NOTE: This article first appeared on FCW.com.

Customs and Border Protection's automated cargo fee collection system will get a $15 million boost from the Technology Modernization Fund upgrade from a legacy system to upgrade its 30-year-old automated cargo processing system.

The fund is a pot of no-year money authorized by the Modernizing Government Technology Act and funded with $150 million through several rounds of appropriations. Agencies are required to pay back awards to replenish the revolving fund. The goal is to jumpstart work on upgrades to legacy systems, usually involving a move to cloud or managed services. Awards are determined by a board currently led by Maria Roat, the deputy federal CIO.

In recent days, some House Democrats have urged legislative leaders to inject the fund with $1 billion in new money to support efforts to modernize some of the balky technology at the Small Business Administration, the IRS and elsewhere that has led to hiccups in the delivery of COVID-19 relief funds and loans. The House included a $1 billion boost to the TMF in a bill passed in May but there were no additional funds proposed in a Senate bill released this week.

CBP looked to the fund to modernize the ACS payment system – part of the agency's Automated Commercial Environment (ACE) platform. ACE is the primary system for the federal government to process and management risk for cargo import and export. The agency has been upgrading ACE over the last two decades to make it easier and more efficient, aiming for an automated, paperless "single window" of forms, payments and other trade-related documentation for export and import trade brokers.

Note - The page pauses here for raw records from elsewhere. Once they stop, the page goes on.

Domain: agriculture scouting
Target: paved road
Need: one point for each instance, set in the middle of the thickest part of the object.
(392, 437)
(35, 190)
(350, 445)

CBP's plans to move ACS, which includes 4 million lines of COBOL code running on the agency's last remaining mainframe computer, to a cloud platform. The cloud-based core collection system will modernize both the underlying technology and the code base, according to CBP.

The agency said the modernization will also help push more cost and operational efficiencies into the system, cutting down on software and maintenance expenses. It will also provide a more functional and collection system for the trade brokers that use it, said the agency.

As the end of fiscal 2020 approaches, the TMF board has allocated almost $116 million across 10 projects. It said it continues to accept and evaluate agency proposals to modernize.

The makeup of the TMF board has changed in recent weeks, with the departure of former federal CIO Suzette Kent and Anil Cheryian, the former director of the Technology. A new GSA representative has yet to be named to the board.